We will now continue modeling data with logistic regression using nfl_wp.csv to analyze win percentages as a
function of multiple variables. The dataset includes
game_id
; season
; label_win
, which
is a binary (0 or 1) indicator on whether the possessing team won the
game; score_differential
, which is the current score
differential between the team in possession and the team on defense;
posteam_spread
, which is the +- spread for the possessing
team prior to the game start, yardline_100
;
down
; and ydstogo
.
nfl_wp = read.csv('data/nfl_wp.csv')
set.seed(42)
#get unique games
unique_game_ids <- unique(nfl_wp$game_id)
# randomly sample 80% of the game ids for training, rounding down to nearest integer
train_game_ids <- sample(unique_game_ids, size = floor(0.8 * length(unique_game_ids)))
#filter for train and test
nfl_train <- nfl_wp %>% filter(game_id %in% train_game_ids)
nfl_test <- nfl_wp %>% filter(!(game_id %in% train_game_ids))
Next, do some exploratory data analysis (EDA) to understand the
data. First, plot a histogram of score_differential
to show
the distribution of the variable. Then, make a separate data table
grouped by game and select the first instance of
posteam_spread
so that we have only one per game. Plot the
distribution of this variable.
Then fit a logistic model called diff_model
using
glm
to predict label_win
based on
score_differential
. Call the model after you fit it to see
the coefficients and then add its predictions to the dataset.
Repeat step 3 but predicting with posteam_spread
instead.
Now, plot the predicted probabilities of winning based on the two
models you created in steps 3 and 4. Put the predictor variable on the
x-axis and the predicted win probability on the y axis. Color the points
by the label_win variable using as.factor()
. Which variable
seems to predict better?
Finally, let’s make a model to account for both variables. Name
your model spread_diff_model
and follow the previous steps
to obtain predictions and plot the data as a function of score
differential (since this variable is more continuous than spread as we
saw with our histogram). How does this model compare to the previous
two?
Let’s test all of our models. Use predict()
on the
test data with the previously created models, then add them to the test
dataset. Then, run the following code below to convert from win
probability to a predicted win or loss and then calculate the accuracy.

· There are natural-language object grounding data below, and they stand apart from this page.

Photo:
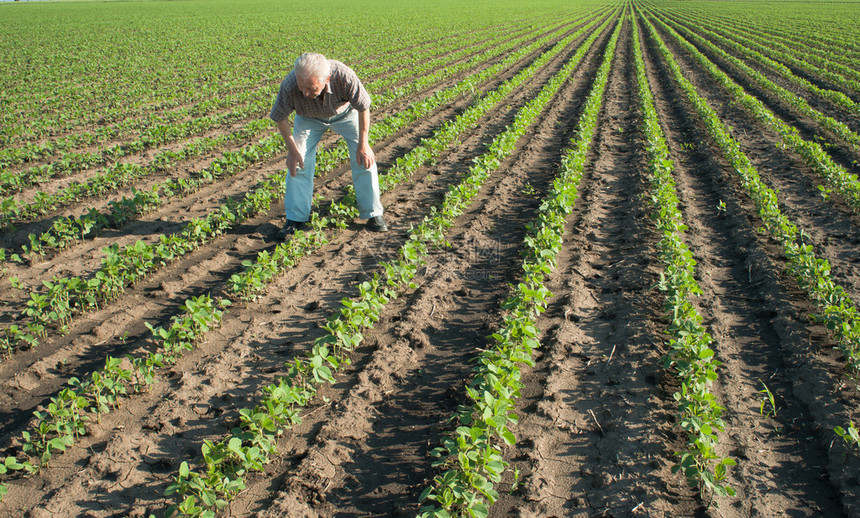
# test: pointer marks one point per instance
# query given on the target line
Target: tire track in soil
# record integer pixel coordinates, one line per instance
(595, 437)
(131, 467)
(36, 374)
(372, 456)
(785, 462)
(830, 225)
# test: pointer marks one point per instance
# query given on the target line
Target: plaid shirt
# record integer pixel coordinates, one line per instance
(343, 88)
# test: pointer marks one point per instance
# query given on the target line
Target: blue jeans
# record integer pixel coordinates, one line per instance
(307, 132)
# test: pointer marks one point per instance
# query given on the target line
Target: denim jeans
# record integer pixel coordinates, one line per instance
(307, 132)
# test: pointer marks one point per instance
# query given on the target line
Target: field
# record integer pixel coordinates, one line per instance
(621, 277)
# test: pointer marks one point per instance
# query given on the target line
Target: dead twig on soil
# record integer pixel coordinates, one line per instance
(595, 422)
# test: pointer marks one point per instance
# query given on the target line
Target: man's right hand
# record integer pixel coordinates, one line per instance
(294, 162)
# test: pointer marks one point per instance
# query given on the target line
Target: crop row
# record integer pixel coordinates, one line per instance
(835, 309)
(691, 356)
(799, 104)
(786, 52)
(66, 230)
(67, 296)
(121, 174)
(187, 329)
(157, 128)
(836, 177)
(249, 447)
(472, 458)
(755, 51)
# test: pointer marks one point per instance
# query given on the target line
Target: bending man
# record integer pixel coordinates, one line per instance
(325, 94)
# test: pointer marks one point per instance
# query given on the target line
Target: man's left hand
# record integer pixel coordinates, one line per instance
(365, 157)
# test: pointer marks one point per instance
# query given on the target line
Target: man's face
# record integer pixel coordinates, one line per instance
(311, 87)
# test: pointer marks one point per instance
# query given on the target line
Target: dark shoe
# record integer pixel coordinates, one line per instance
(290, 229)
(376, 224)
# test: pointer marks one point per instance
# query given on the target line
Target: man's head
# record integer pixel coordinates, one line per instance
(312, 73)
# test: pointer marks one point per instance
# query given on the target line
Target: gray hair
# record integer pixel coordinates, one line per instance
(312, 65)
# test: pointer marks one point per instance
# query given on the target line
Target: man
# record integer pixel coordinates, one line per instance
(325, 94)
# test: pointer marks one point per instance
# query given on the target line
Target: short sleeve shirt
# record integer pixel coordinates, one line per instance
(344, 88)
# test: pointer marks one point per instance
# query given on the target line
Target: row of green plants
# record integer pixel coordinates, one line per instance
(691, 357)
(123, 267)
(754, 52)
(828, 38)
(836, 177)
(799, 104)
(49, 99)
(133, 129)
(13, 211)
(252, 283)
(197, 319)
(66, 230)
(12, 182)
(472, 458)
(149, 130)
(836, 311)
(249, 447)
(67, 416)
(820, 37)
(791, 55)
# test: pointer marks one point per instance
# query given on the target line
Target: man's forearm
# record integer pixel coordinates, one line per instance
(364, 126)
(287, 134)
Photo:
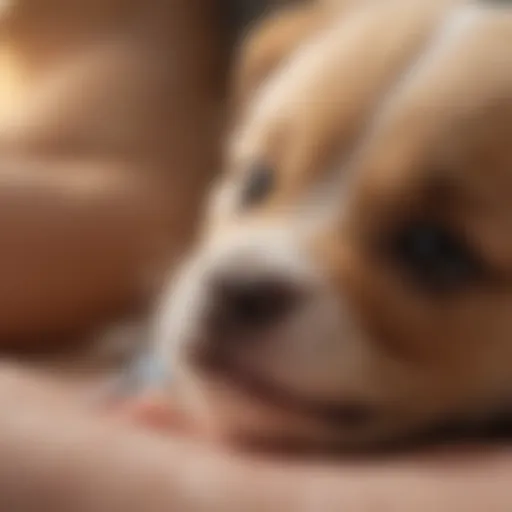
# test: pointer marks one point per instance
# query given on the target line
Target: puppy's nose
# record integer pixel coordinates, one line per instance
(249, 304)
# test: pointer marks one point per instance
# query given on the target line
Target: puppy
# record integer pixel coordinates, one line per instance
(352, 282)
(109, 120)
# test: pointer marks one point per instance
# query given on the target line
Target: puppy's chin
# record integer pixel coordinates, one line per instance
(241, 414)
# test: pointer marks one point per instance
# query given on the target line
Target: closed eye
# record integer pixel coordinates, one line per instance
(435, 257)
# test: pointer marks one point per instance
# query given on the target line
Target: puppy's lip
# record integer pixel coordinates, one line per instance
(348, 413)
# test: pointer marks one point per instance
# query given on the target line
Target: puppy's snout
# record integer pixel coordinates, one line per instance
(252, 303)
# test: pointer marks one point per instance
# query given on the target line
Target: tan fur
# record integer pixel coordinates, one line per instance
(392, 112)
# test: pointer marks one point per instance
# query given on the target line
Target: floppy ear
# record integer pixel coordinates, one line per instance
(269, 43)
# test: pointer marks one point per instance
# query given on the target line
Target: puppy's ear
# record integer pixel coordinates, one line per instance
(269, 43)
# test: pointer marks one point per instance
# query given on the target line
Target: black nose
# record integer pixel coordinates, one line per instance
(248, 304)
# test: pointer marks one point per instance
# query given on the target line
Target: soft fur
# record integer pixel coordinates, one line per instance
(372, 116)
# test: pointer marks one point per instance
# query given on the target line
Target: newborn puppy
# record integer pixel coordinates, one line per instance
(353, 281)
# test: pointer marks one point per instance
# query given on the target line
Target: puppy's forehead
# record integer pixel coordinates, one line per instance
(451, 108)
(313, 109)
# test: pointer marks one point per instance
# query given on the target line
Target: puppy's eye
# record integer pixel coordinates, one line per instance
(258, 185)
(435, 257)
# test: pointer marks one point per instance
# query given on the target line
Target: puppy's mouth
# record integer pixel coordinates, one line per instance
(221, 366)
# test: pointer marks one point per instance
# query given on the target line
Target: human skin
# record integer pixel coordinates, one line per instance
(59, 455)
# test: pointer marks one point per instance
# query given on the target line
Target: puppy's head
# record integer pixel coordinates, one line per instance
(353, 283)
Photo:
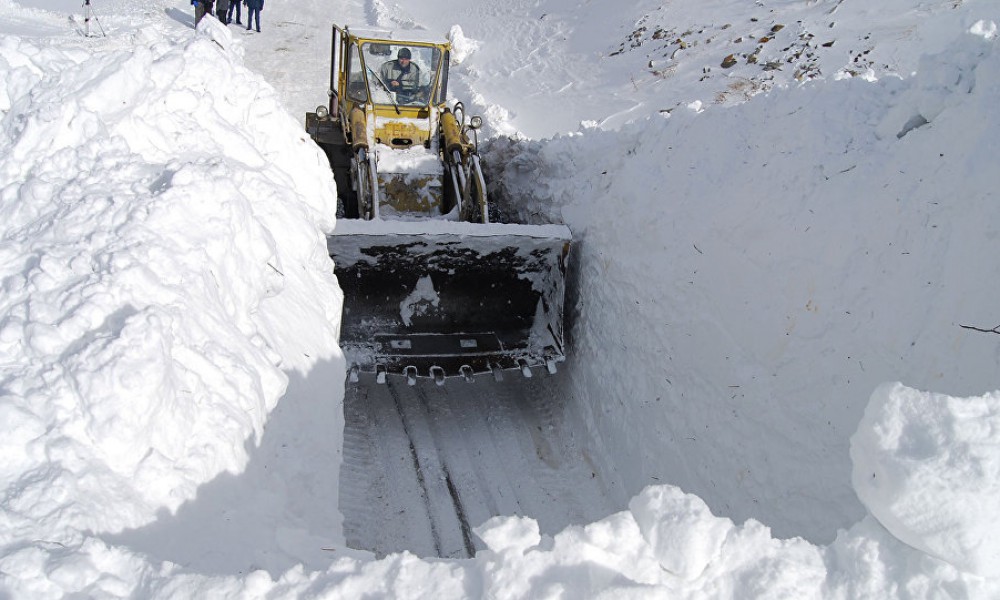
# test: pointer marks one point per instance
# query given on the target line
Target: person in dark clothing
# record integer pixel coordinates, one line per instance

Print your results. Which model ended up being the best?
#set win = >=0.5 win probability, loss otherwise
nfl_test <- nfl_test %>%
mutate(
diff_pred_label = ifelse(diff_pred_prob >= 0.5, 1, 0),
spread_pred_label = ifelse(spread_pred_prob >= 0.5, 1, 0),
spread_diff_pred_label = ifelse(spread_diff_pred_prob >= 0.5, 1, 0)
)
#calculate accuracy as being the proportion of correct predictions
accuracy <- function(actual, predicted) {
mean(actual == predicted)
}
#apply to all three models
acc_diff <- accuracy(nfl_test$label_win, nfl_test$diff_pred_label)
acc_spread <- accuracy(nfl_test$label_win, nfl_test$spread_pred_label)
acc_both <- accuracy(nfl_test$label_win, nfl_test$spread_diff_pred_label)
Challenge: Can you make an even better model with the other variables in the dataset or with numerical transformations to variables? Additionally, feel free to explore other metrics for out-of-sample performance, such as log-loss or AUC!